И, недолго колеблясь, Наталья Дмитриевна вошла в избу.
В харчевне было людно и шумно. Пятеро приезжих, по виду и одежде — купцы, играли в карты. Какой-то служивый человек, собрав вокруг себя слушателей, говорил что-то бойко и громко, размахивая руками. Он был в коротком кафтане и при оружии. Форменная треуголка была сдвинута на затылок.
Наталья Дмитриевна тихо переступила порог и перекрестилась в угол на икону, поклонилась хозяину, стоявшему за стойкой, и попросила его собрать им ужин.
— Далеко ли путь держишь, молодка? — обратился к ней тот, поставив перед Андрюшей и его матерью горшок со щами и положив большой каравай черного хлеба.
— Под Лавру на богомолье, родимый, — произнесла Долинская, подделываясь под тон русских крестьянок.
— А это сынишка твой, что ли?
— Сынок, родимый! — пододвигая еду к сонному Андрюше, отвечала она.
При виде жирных щей Андрюша проснулся, оживился и стал быстро уписывать вкусную, горячую похлебку.
Наталья Дмитриевна с жалостной грустью смотрела на сынишку. Самой ей не хотелось есть.
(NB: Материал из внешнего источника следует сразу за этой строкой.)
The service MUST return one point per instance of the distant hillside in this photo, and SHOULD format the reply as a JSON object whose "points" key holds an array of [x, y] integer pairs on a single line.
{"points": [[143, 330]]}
Мучительная боль в груди, непрерывный кашель и головокружение отнимали всякую охоту от еды.
«Бедный мальчик! Несчастный мой крошечка! — скорбно думает бедная мать, не отрывая взгляда от лица ребенка, — не к таким кушаньям привык ты, милый, не простые крестьянские щи и черный хлеб доводилось есть тебе раньше…» И она глубоко, тяжело вздохнула.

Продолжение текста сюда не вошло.